Ovarian grafts also aren’t cheap. Dr. Christianson says fertility-preserving procedures for young women undergoing cancer treatments cost well over $20,000. Because they are still considered experimental, they’re not covered by insurance. To that end, Dr. Gleicher worries that the still-early research may be used to push the procedure into routine care “because some people think they could make money off of it…We shouldn’t introduce treatments into general practice until we know how effective it is and the downsides,” he says.
Dr. Gleicher is more intrigued by one other potential treatment for menopause. Scientists are working to create entirely new eggs and even ovaries in the lab using other cells—like skin cells—from a woman’s own body. Experiments in mice have already turned blood cells into stem cells, which then they turned into immature eggs, he notes. Other experiments have begun the first steps to creating artificial ovaries in mice.
We're still a ways away from this—these experiments were performed in mice, and extensive human trials would still be needed to prove efficacy and safety. Still, Dr. Gleicher is confident that scientists will know how to create both ovaries and eggs in the lab for humans within 10 years. “Once we do, the age limit for women to get pregnant may disappear,” he says—and with it, so could menopause.
What can be done now to delay menopause
“The best way to [delay] menopause is not smoking, eating well, and exercising regularly,” says Dr. Nachtigall. Research published in the BMJ last year suggested diet may be predictive of age at natural menopause. (Specifically, the study found that diets high in oily fish and fresh legumes was associated with a delay in menopause by an average of three years.)
Otherwise, there are certain products that can help address certain symptoms. For example, DHEA, an OTC version of a hormone that our bodies use to make testosterone, is FDA-approved to treat vaginal dryness. A number of studies have suggested DHEA can improve sex drive in older women, notes Dr. Gleicher (who co-authored one of these studies), and it’s sometimes used by women going through IVF to improve ovarian function, adds Dr. Nachtigall—although no studies prove these benefits. “I can’t really speak to its value, but I also don’t see great harm in very low doses,” Dr. Nachtigall says.
Dr. Nachtigall adds there are lots of other unproven but potentially effective OTC treatments for menopause symptoms, including Femaralle (DT56A) to reduce hot flashes and improve bone density, and hyaluronic acid to help with vaginal dryness.
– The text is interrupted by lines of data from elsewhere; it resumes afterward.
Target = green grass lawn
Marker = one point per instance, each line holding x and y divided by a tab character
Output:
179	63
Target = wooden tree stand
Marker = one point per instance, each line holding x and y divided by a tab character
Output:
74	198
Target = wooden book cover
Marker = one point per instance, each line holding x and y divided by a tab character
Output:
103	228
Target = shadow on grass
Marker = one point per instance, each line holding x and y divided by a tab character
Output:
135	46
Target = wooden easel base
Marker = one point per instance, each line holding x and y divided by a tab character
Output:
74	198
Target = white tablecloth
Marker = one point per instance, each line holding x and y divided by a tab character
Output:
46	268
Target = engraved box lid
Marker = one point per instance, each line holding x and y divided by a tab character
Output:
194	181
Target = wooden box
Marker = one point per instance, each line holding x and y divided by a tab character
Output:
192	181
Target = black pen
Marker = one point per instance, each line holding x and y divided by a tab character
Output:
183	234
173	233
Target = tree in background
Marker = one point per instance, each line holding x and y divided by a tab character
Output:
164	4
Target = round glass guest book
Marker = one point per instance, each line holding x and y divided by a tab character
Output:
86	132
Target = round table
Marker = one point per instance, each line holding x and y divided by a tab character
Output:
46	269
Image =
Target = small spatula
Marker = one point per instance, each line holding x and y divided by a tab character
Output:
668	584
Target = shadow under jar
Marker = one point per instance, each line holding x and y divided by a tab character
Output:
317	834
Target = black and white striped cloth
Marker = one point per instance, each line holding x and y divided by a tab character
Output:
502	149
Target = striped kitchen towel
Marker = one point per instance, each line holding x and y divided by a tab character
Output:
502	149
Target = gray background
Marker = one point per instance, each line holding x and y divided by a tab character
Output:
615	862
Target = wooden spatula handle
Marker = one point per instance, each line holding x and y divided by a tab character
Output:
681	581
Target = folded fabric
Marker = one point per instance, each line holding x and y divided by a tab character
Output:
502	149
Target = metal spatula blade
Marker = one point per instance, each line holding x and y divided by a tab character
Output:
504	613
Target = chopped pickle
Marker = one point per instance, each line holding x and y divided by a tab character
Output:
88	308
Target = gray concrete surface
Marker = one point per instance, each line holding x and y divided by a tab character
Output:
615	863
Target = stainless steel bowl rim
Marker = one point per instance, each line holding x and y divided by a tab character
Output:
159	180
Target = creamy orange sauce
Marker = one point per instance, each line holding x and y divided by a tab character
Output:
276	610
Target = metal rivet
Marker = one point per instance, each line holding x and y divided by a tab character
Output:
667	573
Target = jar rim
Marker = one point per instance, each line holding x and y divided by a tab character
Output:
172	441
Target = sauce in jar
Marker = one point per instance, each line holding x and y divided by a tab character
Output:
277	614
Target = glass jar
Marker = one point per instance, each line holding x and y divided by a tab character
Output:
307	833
Just be sure you don’t start taking any supplements without talking to your doctor to ensure they don't interfere with any other medications you’re taking.
Research into menopause treatments continues—albeit at a snail’s pace. “Menopause is a very important condition that hasn’t received the attention it deserves,” says Dr. Gleicher. Finally, it seems like science is willing to spotlight it.